Il sonno profondo, quello della fase non-REM, può agire come ‘fattore di riserva cognitiva’ che può aumentare la resilienza contro la proteina beta-amiloide nel cervello, collegata alla perdita di memoria causata dalla demenza e dalla malattia di Alzheimer. E’ quanto emerge da uno studio condotto da un team dell’Università della California di Berkeley (USA) e pubblicato da BMC Medicine.

Precedenti ricerche avevano collegato il sonno interrotto a un più rapido accumulo di proteina beta-amiloide. Il nuovo studio, invece, ha scoperto che una quantità superiore di sonno non-REM ha un effetto protettivo contro il declino della memoria nelle persone con Alzheimer; una scoperta significativa che, secondo gli esperti, potrebbe alleviare alcuni degli esiti devastanti della demenza, con un effetto di ‘riserva cognitiva’ modificabile.

Lo studio
Per testare questa ipotesi, i ricercatori hanno preso in considerazione 62 anziani del Berkeley Aging Cohort Study, adulti sani, ai quali non era stata diagnosticata la demenza: sono stati invitati a dormire in laboratorio mentre i ricercatori monitoravano le onde del sonno tramite elettroencefalogramma (EEG).

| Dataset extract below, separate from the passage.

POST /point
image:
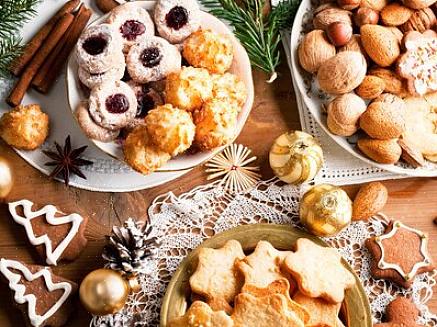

Il team ha usato anche la PET per misurare la quantità di depositi di amiloide-beta nel cervello dei partecipanti: metà risultava averne elevate quantità e l’altra metà no. Dopo aver dormito, i partecipanti svolgevano un esercizio per verificare la memoria, abbinando nomi a volti.

Dai risultati è emerso che le persone con più elevati livelli di beta-amiloide, ma che dormivano di più nella fase non-REM, avevano punteggi più alti all’esercizio di memoria, rispetto a quelli con elevati livelli della proteina ma che dormivano meno tempo nel sonno profondo.

Nel gruppo con bassi livelli di beta-amiloide, invece, il sonno non produceva effetti. Ma il riposo notturno ha recato benefici tra coloro che avevano elevati livelli di beta-amiloide, indipendentemente da altri fattori che fungono da ‘riserva cognitiva’, come età, livello di istruzione ed attività fisica.